Tarihçi Prof. İlber Ortaylı Osmanlının imparatorluk dönemine ışık tutan çeşitli konuşmalarını topladığı ikinci kitabı Son İmparatorluk Osmanlı* da geçmişi anlamak ve ondan dersler çıkartmak ile ilgili ilginç ipuçları veriyor
Toplum bilincini şekillendiren en önemli unsur geçmiştir
Toplum devamlı üreyen, devamlı ölen, nesilden nesile parçalar halinde birtakım şeyleri miras bırakan büyük bir organizmadır
Belirli bir toplumu, bir etnik grubu ya da bir ulusu oluşturan başlıca öğelerin dil, din ve üstünde yaşadıkları coğrafya parçası olduğu ifade edilir
Önce, Babil sürgünü ile sona eren Yahudi siyasî erki ve daha sonraları, günümüzden 20. yüzyıl kadar önce, Massadanın düşmesi ile başlayan diaspora yılları, Yahudi halkının dilini ve üzerinde yaşadığı toprak parçasını elinden almış, dinini uygulamasına ciddi kısıtlamalar getirmiştir. Ne Yunan uygarlığı, ne de Roma genelde tek Tanrı fikrine, özelde Yahudiliğe şefkatle yaklaşmamıştır. Tarih bunun daha sonraları da devam ettiğine, hatta bugüne dek, bu anlamda çok ilerleme sağlanamadığına tanıklık eden olaylarla doludur. Bu bağlamda düşünülecek olursa, Yahudi halkının tarihi etrafında buluşması ancak bir mucizedir!
Kimlik, bizim dışımızda gibi görünen birtakım olaylardan, savaşlardan, istilalardan, göçlerden meydana gelen tarihin bize sunduğu dil, din ve yaşanan olayların bıraktığı izlerle oluşmaktadır.
İşte bu mucizenin altında yatan, tarihinin, dünyanın dört bir yanına dağılmış Yahudi toplumlarını kavramasıdır. On Emirden ilham almış yaşam şekline diaspora yıllarında sıkı sıkıya bağlı kalmış Yahudi halkı, içinde yaşadığı toplumlar tarafından zaman zaman itilip kakılmasına rağmen, belki de ortak sevinçleri ve acıları sayesinde çağımıza ulaşmıştır.

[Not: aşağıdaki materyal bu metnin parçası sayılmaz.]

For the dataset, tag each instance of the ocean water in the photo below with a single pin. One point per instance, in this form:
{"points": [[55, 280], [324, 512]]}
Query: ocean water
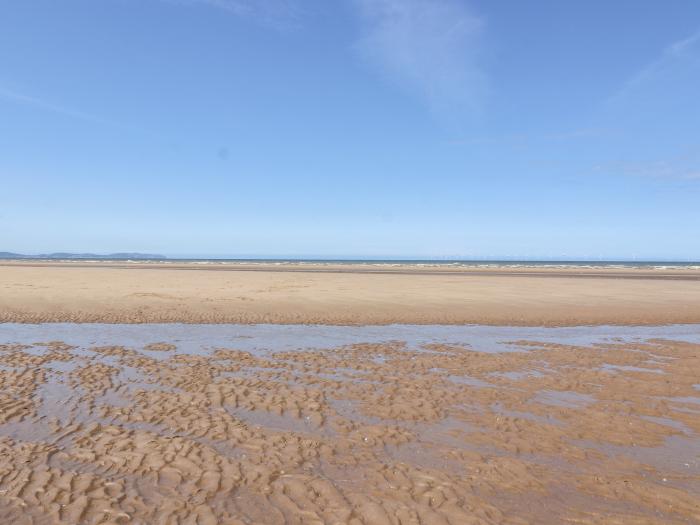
{"points": [[467, 263]]}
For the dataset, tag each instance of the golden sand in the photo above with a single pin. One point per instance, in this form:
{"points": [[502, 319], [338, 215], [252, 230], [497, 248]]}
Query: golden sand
{"points": [[345, 294], [359, 434]]}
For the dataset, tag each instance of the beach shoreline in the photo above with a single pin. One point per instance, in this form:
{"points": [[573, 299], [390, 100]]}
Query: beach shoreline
{"points": [[346, 294]]}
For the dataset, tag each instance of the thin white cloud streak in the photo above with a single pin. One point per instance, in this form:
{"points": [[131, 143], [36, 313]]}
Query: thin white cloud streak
{"points": [[273, 12], [43, 105], [429, 47], [671, 55], [20, 98]]}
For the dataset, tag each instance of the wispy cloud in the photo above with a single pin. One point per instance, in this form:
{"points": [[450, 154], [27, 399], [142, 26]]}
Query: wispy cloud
{"points": [[675, 53], [430, 47], [19, 98], [281, 13], [682, 165]]}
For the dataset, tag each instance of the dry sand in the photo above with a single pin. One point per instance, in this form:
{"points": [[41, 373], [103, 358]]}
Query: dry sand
{"points": [[365, 434], [344, 294]]}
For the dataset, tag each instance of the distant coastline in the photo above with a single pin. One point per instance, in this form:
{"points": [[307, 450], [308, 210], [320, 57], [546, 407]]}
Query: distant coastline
{"points": [[83, 256], [372, 262]]}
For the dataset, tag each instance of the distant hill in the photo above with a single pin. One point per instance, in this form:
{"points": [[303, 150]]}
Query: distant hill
{"points": [[66, 255]]}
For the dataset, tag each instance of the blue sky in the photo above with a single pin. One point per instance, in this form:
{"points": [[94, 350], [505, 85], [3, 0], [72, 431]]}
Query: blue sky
{"points": [[416, 128]]}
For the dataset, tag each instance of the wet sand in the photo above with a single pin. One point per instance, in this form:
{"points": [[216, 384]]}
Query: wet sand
{"points": [[367, 425], [123, 292]]}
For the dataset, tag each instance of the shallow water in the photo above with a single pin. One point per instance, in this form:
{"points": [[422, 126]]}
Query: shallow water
{"points": [[261, 339], [263, 423]]}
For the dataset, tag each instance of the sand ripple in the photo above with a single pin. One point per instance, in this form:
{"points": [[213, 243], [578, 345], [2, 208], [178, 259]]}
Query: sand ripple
{"points": [[361, 434]]}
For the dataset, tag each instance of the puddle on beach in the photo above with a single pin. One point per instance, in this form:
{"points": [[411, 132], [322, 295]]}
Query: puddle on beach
{"points": [[319, 424]]}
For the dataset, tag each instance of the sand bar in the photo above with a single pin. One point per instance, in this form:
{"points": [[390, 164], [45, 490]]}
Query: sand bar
{"points": [[126, 292]]}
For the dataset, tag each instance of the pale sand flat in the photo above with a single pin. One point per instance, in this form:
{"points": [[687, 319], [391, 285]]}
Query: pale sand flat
{"points": [[344, 294]]}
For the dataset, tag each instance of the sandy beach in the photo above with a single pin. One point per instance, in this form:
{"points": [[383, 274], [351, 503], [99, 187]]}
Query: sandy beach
{"points": [[198, 424], [125, 292]]}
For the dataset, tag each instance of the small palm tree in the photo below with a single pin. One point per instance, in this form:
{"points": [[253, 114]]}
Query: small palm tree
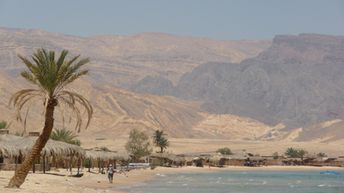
{"points": [[50, 76], [160, 141], [65, 136]]}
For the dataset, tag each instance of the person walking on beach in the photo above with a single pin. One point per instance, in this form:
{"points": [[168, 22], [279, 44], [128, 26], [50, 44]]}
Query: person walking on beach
{"points": [[110, 173]]}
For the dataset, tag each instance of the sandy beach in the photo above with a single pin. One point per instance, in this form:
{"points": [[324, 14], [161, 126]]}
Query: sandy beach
{"points": [[58, 181]]}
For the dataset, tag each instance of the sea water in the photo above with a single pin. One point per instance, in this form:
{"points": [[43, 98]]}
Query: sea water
{"points": [[243, 182]]}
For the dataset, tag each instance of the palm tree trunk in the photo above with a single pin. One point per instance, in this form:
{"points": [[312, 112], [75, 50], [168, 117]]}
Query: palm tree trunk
{"points": [[19, 177]]}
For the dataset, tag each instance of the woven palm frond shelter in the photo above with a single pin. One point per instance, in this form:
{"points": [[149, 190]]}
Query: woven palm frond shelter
{"points": [[11, 146], [105, 155]]}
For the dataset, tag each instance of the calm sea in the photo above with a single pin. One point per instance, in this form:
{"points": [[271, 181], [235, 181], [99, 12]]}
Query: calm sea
{"points": [[243, 182]]}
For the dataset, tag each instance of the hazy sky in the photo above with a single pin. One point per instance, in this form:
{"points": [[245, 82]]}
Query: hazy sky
{"points": [[220, 19]]}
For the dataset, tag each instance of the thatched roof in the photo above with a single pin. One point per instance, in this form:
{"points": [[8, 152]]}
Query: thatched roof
{"points": [[11, 145], [169, 156], [106, 155]]}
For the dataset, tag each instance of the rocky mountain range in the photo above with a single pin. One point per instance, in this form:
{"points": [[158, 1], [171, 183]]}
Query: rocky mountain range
{"points": [[292, 88], [123, 60], [298, 81]]}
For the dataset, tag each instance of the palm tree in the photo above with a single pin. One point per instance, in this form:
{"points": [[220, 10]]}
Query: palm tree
{"points": [[160, 140], [50, 76], [65, 136]]}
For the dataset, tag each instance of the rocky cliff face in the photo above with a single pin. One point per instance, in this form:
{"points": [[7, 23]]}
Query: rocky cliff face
{"points": [[124, 60], [297, 81]]}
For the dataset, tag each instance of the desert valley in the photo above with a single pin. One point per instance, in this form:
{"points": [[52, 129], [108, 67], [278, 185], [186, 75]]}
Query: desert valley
{"points": [[261, 96]]}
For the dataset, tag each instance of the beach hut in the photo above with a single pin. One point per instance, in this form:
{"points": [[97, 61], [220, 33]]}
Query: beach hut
{"points": [[18, 147], [166, 159]]}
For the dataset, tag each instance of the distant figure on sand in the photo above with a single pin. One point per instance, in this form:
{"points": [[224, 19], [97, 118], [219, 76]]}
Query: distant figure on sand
{"points": [[110, 173]]}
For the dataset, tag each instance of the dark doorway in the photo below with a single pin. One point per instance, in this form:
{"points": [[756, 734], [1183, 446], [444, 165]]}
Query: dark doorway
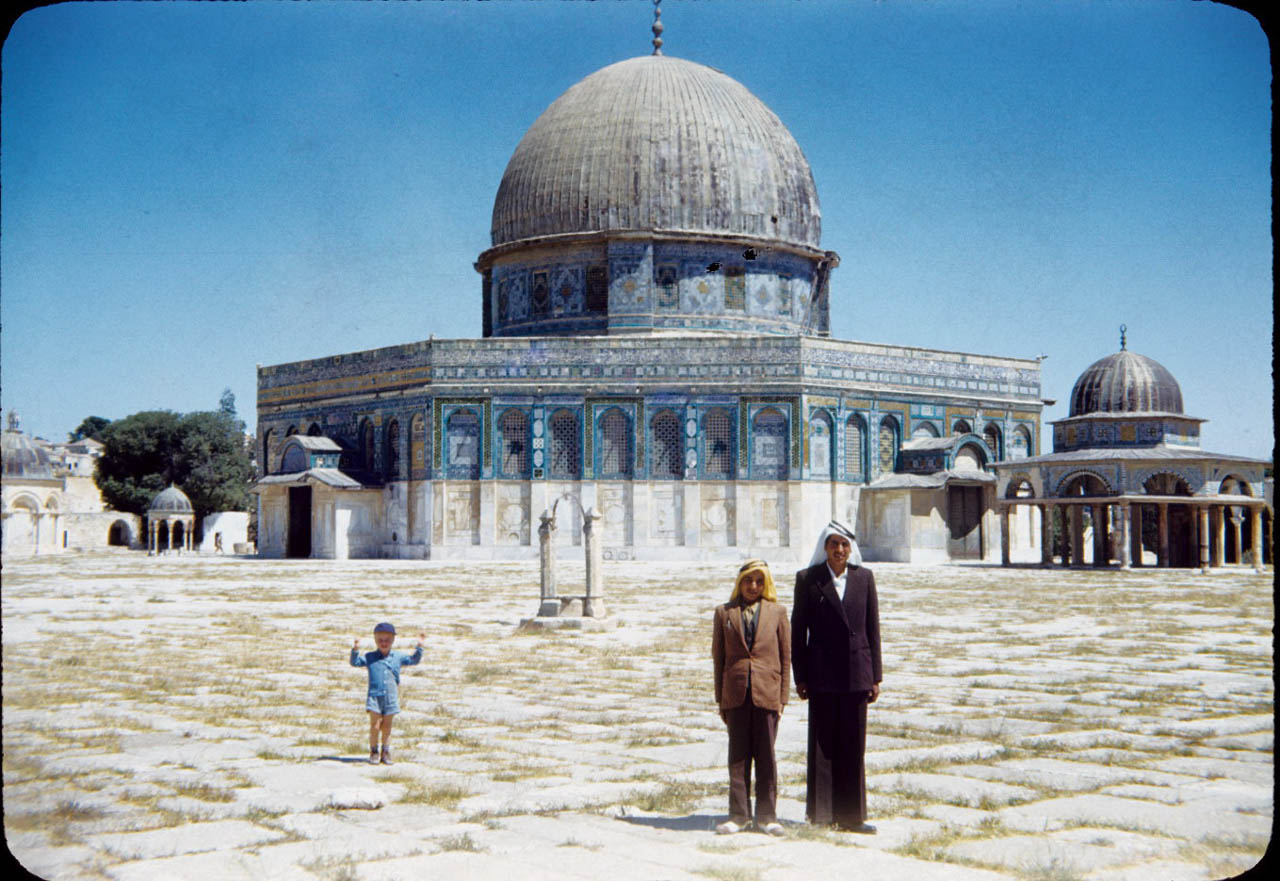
{"points": [[298, 543], [964, 520]]}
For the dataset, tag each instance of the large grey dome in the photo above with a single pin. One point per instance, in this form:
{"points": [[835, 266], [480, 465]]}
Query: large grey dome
{"points": [[170, 501], [658, 144], [24, 457], [1125, 382]]}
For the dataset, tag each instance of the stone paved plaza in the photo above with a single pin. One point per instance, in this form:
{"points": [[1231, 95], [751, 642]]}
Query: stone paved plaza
{"points": [[197, 719]]}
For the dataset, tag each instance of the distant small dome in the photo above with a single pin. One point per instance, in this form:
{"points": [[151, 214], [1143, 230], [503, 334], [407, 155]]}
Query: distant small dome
{"points": [[172, 501], [24, 457], [1125, 382]]}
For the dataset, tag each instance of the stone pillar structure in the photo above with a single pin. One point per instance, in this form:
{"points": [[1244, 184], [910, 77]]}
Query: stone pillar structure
{"points": [[1123, 541], [1256, 534], [1046, 534], [1162, 528], [1217, 547], [1077, 534], [1136, 534], [549, 605], [1004, 534], [1100, 515], [1202, 517], [593, 605]]}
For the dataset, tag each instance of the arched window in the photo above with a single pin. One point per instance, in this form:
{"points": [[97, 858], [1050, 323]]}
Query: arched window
{"points": [[991, 434], [462, 446], [769, 446], [819, 446], [888, 436], [417, 446], [295, 459], [366, 446], [1020, 444], [566, 461], [615, 446], [855, 433], [718, 459], [391, 460], [513, 444], [269, 441], [666, 461]]}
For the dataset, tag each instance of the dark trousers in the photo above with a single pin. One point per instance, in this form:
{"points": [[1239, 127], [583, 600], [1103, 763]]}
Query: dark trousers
{"points": [[836, 789], [752, 733]]}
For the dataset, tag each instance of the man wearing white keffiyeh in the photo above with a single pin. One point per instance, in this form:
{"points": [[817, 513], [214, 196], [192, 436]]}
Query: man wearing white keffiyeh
{"points": [[836, 658]]}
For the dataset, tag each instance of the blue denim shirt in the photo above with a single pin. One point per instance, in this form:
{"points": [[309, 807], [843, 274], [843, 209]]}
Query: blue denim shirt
{"points": [[384, 669]]}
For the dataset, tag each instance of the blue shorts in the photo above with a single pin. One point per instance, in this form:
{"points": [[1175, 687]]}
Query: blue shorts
{"points": [[383, 704]]}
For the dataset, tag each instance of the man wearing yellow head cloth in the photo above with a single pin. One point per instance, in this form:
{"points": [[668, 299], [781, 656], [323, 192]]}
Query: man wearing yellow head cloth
{"points": [[835, 643], [752, 652]]}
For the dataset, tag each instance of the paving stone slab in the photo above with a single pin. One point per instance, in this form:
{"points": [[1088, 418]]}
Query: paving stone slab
{"points": [[187, 838], [951, 789], [1189, 821], [946, 753], [1069, 775], [1258, 774], [1069, 852]]}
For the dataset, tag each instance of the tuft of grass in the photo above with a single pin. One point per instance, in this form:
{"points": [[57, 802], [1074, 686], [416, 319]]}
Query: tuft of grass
{"points": [[205, 792], [462, 841], [730, 872], [440, 795]]}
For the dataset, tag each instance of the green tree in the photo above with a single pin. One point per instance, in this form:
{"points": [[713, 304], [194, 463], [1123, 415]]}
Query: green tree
{"points": [[202, 453], [90, 428]]}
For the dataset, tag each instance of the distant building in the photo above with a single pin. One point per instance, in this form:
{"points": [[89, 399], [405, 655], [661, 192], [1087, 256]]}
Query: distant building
{"points": [[50, 502], [1127, 482], [656, 343]]}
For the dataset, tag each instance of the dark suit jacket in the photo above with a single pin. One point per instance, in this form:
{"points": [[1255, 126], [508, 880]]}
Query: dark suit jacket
{"points": [[766, 666], [835, 646]]}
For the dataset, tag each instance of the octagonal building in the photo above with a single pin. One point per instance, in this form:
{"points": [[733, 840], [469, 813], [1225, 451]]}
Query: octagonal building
{"points": [[654, 345]]}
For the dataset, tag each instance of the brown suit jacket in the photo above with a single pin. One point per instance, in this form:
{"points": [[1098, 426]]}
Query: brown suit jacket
{"points": [[766, 667]]}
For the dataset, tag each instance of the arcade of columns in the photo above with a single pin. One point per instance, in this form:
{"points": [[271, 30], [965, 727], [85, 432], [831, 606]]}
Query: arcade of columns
{"points": [[177, 526], [1123, 515]]}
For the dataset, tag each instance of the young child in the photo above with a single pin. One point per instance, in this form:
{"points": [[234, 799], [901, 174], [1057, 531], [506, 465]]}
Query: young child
{"points": [[752, 654], [383, 701]]}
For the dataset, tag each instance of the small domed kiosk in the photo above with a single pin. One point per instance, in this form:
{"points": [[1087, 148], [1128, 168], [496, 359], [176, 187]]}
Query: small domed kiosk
{"points": [[1128, 483], [170, 521]]}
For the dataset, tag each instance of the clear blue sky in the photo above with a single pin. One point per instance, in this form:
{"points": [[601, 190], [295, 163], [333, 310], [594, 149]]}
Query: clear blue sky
{"points": [[193, 188]]}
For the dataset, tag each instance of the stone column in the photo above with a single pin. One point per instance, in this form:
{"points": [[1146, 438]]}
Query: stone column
{"points": [[1125, 546], [1256, 533], [1217, 548], [1077, 534], [549, 605], [1101, 534], [1046, 534], [1202, 517], [1004, 534], [593, 605], [1162, 529], [1136, 534]]}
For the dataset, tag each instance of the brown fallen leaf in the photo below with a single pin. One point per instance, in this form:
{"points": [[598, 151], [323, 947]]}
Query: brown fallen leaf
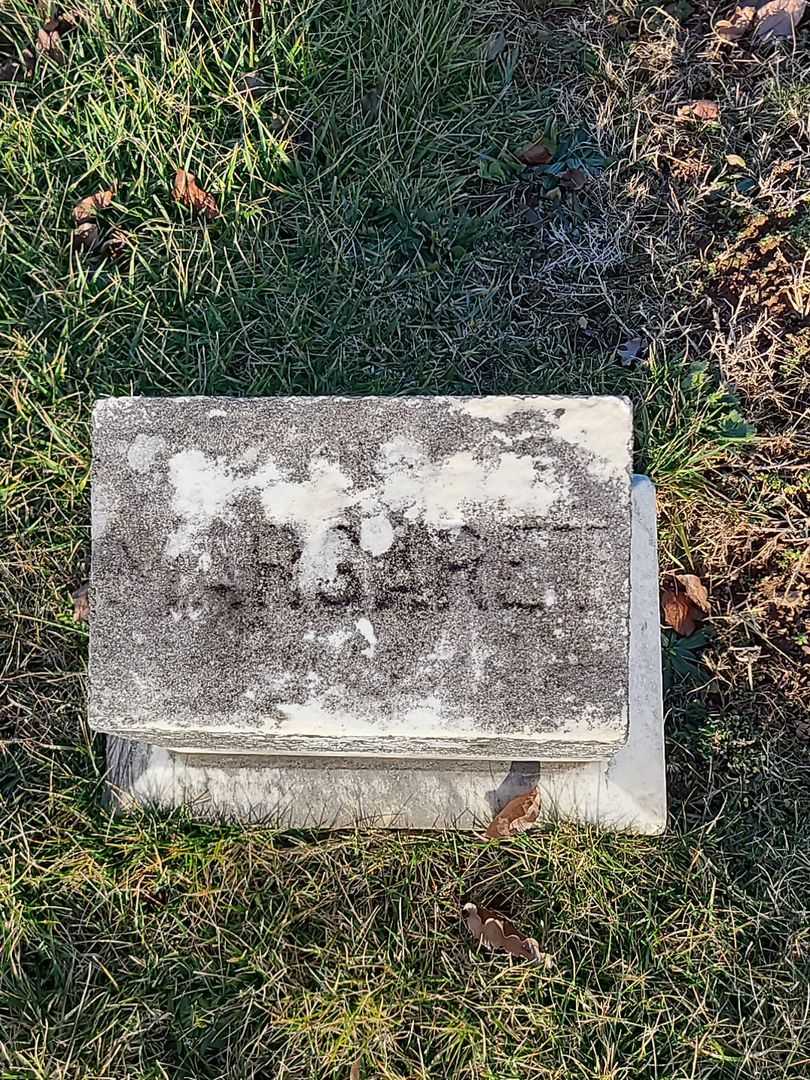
{"points": [[85, 238], [538, 153], [49, 38], [518, 814], [85, 210], [685, 604], [733, 29], [779, 18], [186, 190], [572, 179], [700, 109], [81, 603], [494, 931], [694, 590]]}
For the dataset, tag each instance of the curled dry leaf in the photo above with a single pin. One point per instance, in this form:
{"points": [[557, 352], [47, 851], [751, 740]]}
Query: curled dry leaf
{"points": [[515, 817], [700, 109], [85, 210], [187, 191], [685, 604], [694, 590], [81, 603], [85, 238], [779, 18], [494, 931], [572, 179], [538, 153], [49, 39]]}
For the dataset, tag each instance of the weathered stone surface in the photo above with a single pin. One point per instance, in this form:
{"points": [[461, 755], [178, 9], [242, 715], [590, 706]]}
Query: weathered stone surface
{"points": [[626, 792], [424, 577]]}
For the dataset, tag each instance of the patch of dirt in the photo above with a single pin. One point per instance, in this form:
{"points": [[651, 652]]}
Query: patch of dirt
{"points": [[763, 269]]}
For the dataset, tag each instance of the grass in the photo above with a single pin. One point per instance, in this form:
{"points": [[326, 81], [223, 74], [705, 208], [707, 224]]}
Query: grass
{"points": [[377, 238]]}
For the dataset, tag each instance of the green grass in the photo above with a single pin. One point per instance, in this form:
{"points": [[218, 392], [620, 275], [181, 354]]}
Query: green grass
{"points": [[375, 239]]}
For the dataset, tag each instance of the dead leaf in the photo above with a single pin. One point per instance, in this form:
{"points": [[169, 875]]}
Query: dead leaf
{"points": [[538, 153], [49, 38], [85, 210], [85, 238], [518, 814], [700, 109], [496, 44], [685, 604], [694, 590], [494, 931], [733, 29], [572, 179], [81, 603], [779, 18], [631, 351], [677, 612], [187, 191]]}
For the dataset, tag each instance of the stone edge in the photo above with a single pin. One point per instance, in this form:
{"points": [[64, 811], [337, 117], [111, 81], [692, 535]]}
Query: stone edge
{"points": [[626, 793]]}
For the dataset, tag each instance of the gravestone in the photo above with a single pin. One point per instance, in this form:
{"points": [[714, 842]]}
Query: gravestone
{"points": [[376, 595]]}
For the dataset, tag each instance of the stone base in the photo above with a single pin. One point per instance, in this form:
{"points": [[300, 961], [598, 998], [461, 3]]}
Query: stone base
{"points": [[628, 792]]}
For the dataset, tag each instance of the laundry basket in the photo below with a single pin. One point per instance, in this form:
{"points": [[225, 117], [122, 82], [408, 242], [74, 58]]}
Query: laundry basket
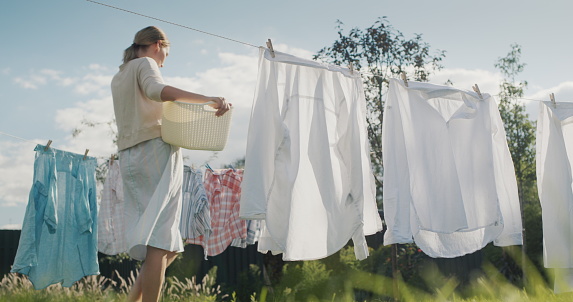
{"points": [[195, 126]]}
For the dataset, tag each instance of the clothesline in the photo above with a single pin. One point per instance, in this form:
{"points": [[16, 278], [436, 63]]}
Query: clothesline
{"points": [[222, 37], [35, 143], [173, 23]]}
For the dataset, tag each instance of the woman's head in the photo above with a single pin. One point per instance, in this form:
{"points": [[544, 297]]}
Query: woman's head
{"points": [[143, 39]]}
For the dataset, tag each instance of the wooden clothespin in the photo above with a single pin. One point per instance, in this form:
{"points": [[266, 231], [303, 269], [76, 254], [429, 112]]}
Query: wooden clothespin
{"points": [[270, 47], [476, 89], [48, 145], [552, 97], [403, 75]]}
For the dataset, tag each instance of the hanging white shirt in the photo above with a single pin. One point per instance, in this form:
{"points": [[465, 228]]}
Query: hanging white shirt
{"points": [[554, 158], [449, 180], [307, 167], [111, 222]]}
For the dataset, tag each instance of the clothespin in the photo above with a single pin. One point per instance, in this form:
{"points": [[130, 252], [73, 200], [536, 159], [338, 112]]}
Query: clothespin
{"points": [[552, 97], [48, 145], [476, 89], [403, 75], [270, 47]]}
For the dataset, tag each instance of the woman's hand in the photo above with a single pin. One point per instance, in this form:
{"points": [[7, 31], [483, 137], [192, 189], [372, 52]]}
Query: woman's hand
{"points": [[221, 105]]}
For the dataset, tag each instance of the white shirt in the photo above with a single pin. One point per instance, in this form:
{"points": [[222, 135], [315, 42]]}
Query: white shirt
{"points": [[554, 158], [111, 226], [136, 91], [449, 180], [307, 167]]}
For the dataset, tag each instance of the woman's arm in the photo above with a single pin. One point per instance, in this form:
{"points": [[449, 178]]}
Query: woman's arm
{"points": [[170, 93]]}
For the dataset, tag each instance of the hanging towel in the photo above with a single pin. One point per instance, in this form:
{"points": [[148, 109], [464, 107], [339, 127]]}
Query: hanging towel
{"points": [[449, 180], [195, 214], [307, 168], [111, 221], [554, 160], [223, 189], [58, 242], [253, 234]]}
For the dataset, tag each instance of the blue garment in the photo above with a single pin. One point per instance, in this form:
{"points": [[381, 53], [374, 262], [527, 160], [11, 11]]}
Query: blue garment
{"points": [[195, 214], [58, 243]]}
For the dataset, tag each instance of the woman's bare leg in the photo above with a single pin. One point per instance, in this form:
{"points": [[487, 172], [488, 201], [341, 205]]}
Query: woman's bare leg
{"points": [[147, 286]]}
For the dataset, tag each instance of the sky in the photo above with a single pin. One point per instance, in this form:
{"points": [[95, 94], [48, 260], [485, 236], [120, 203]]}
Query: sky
{"points": [[58, 58]]}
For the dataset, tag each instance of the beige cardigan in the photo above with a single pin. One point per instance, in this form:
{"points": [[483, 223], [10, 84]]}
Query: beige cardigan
{"points": [[136, 91]]}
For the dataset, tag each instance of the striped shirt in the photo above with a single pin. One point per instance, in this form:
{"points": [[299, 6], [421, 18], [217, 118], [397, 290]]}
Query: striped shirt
{"points": [[195, 215], [223, 188]]}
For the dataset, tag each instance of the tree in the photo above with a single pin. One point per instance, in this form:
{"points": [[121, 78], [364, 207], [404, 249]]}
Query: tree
{"points": [[520, 131], [380, 52]]}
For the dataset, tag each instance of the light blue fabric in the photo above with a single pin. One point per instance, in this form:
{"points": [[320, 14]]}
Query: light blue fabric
{"points": [[58, 243]]}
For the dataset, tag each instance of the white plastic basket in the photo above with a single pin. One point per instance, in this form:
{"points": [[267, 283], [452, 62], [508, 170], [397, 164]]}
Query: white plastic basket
{"points": [[195, 126]]}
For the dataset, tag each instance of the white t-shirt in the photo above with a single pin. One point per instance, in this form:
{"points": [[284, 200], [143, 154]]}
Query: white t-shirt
{"points": [[554, 159], [449, 180], [136, 91], [307, 167]]}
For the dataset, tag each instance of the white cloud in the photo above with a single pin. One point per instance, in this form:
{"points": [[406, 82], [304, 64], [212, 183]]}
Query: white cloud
{"points": [[98, 67], [17, 166], [487, 81], [97, 137], [32, 82]]}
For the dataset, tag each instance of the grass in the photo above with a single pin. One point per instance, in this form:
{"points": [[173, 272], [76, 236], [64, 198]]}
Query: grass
{"points": [[308, 281]]}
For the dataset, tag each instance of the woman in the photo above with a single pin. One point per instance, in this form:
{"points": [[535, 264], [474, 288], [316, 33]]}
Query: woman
{"points": [[152, 170]]}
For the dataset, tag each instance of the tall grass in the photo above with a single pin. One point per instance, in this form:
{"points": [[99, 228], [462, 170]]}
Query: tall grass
{"points": [[311, 281]]}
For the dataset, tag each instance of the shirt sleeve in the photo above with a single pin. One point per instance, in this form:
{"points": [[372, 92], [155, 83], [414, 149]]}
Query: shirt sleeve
{"points": [[506, 183], [396, 192], [82, 207], [150, 79], [266, 133], [50, 211]]}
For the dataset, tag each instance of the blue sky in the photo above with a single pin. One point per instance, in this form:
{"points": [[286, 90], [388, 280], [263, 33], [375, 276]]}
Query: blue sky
{"points": [[58, 58]]}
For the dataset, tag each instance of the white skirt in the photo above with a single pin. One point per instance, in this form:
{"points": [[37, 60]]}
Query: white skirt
{"points": [[152, 173]]}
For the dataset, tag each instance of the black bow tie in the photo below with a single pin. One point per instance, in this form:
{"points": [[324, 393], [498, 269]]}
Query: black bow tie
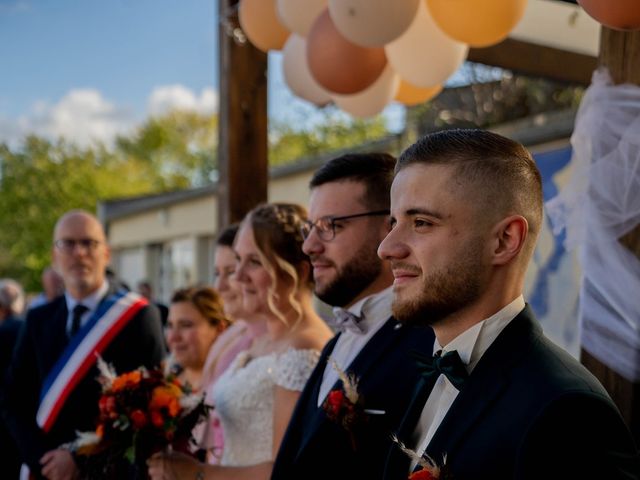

Yahudi halkının sevinci, günlerini yaşadığı ülkede barış içinde geçirmek ve yaratıcılığı ile fayda sağlamak olmuştur, diasporadaki asırları boyunca
Acıları ise hiç dinmemiş: İşte engizisyonlar! İşte pogromlar
Ve tabii ki, Holokost!
Bizlerin bunları bilmemiz gerekiyor. Prof. Ortaylının dediği gibi Kimliğin en önemli parçası, en vazgeçilmez unsuru olarak tarihi bilmemiz gerekiyor.
Siyon Önderlerinin Protokolleri XIX. yüzyılda antisemitizmin halka empoze edilen bir hareketten sıyrılıp kitlesel bir düşünce ya da davranış şekli olmasını tetikleyen, popülizm ile yoğrulmuş ırkçı bir kitaptır. Bakınız ki, buradan hareketle beslenen Yahudi karşıtı çevreler, günümüzün antisemitizmini politize etme yolunda başarılı oluyorlar
Holokostu yok sayıyorlar
Neredeyse, soykırımı Yahudiler planladı demeye getirecek kadar işi ileri götürüyorlar! İşte bu tuzağa düşmemek için, antisemitizme hazırlıklı olmak için, tarihi bilmemiz gerekiyor.
Tarih isteseniz de, istemeseniz de orada, sizin küplerinizde duruyor. Tarihi, cehaletten dolayı reddettim deyince, reddedildi sanılır
Adam sanıyor ki, pasta keser gibi tarih yapılabilir. Mümkün değil!
Modern antisemitizm İsrailin varlığını sorgulamayı ve bunun üzerinden etkili olmayı seviyor;
Nazi yönetiminin uyguladığı Son Çözüm sonucu yok edilen kültürel ve ekonomik zenginlik yanında yitip giden 6 milyon insanın anısını, İsrail devletinin kurulmasına malzeme ediyor. Arzular kristalleşiyor ve talepler İsrailin haritadan kaldırılması gerektiğine dek gidiyor. Satır aralarında okunan nefret çok yabancı değil: benzerini bulmak için çok uzağa gitmeye gerek yok!